Nacht-Mähre
der Nöck wütend. »Nix, nox, paddywox, es lebt der Frosch allein.«
Dieser schaurige Unsinn ließ das Wasser wieder tauen, bis es sich immer mehr verdünnte. Schließlich war es zu leicht geworden, um Imbris Gewicht zu halten – und die Mähre sank kopfüber in die Tiefe.
Das war wie das Durchdringen von festen Gegenständen, allerdings mit einem entscheidenden Unterschied – sie konnte nicht atmen. Das Wasser war nun zu dünn zum Schwimmen und zu dick zum Atmen, und seine Zusammensetzung war ebenfalls falsch.
Imbris Hufe berührten den Boden. Der war fest. Hastig machte sie kehrt und schritt ein Stück zurück, bis sie den Kopf wieder aus dem Wasser stecken konnte. Jetzt konnte sie wenigstens auch wieder atmen.
Sie schickte Chamäleon ein Träumchen: eine Zentaurenstute, die das Wasser von ihren Flanken abschüttelte. »Alles in Ordnung, Frau?«
»Mein Kleid ist ziemlich durchnäßt – glaube ich«, klagte Chamäleon. »Das Wasser ist nicht sehr feucht.«
Das genügte Imbri. »Atme tief durch, dann laufe ich am Boden des Grabens auf die andere Seite. Mit dünnem Wasser schaffen wir es schon.«
»Das glaubst auch nur du, Klepper!« rief der Nöck, der offensichtlich einen Teil des Traumes aufgefangen hatte. Er kam herbeigeschwommen, der Oberkörper ein Fisch, die Beine die eines Mannes. Das Wasser wurde plötzlich wieder vollflüssig. »Versuch doch mal, da hindurch zu rennen!«
Imbri erkannte, daß der Versuch gefährlich sein konnte. Wenn sie schwamm und der Nöck das Wasser verdampfen ließ, würde sie ohne jede Atemluft versinken und mußte umkehren. Möglicherweise geriet Chamäleon dann in Panik und würde sogar ertrinken. Imbri wußte nicht, ob Chamäleon schwimmen konnte, und es war jetzt nicht die Zeit, sie danach zu fragen.
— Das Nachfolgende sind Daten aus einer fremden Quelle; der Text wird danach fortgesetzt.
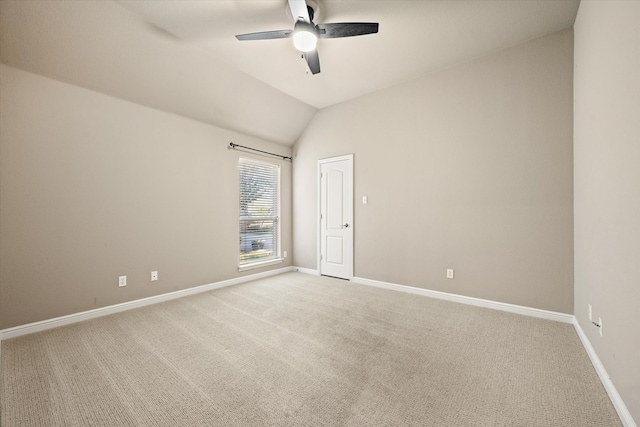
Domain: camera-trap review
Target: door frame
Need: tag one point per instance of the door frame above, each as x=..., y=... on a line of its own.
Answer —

Da hatte sie eine Idee. Sie projizierte Chamäleon einen Traum, der sie selbst als Mähre und die Frau in Frauengestalt zeigte, genau wie im täglichen Leben. Doch der Nöck war ebenfalls dabei und lauschte. Er würde alles, was sie versuchte, zunichte machen.
Die Traummähre projizierte Chamäleon einen Traum innerhalb eines Traums. Der schlich an dem spionierenden Nöck vorbei, weil der sich nicht über die komplizierte Symbolik von Trauminhalten im klaren war. In diesem verfeinerten Traum war Imbri eine Frau in Schwarz und Chamäleon eine Frau in Weiß.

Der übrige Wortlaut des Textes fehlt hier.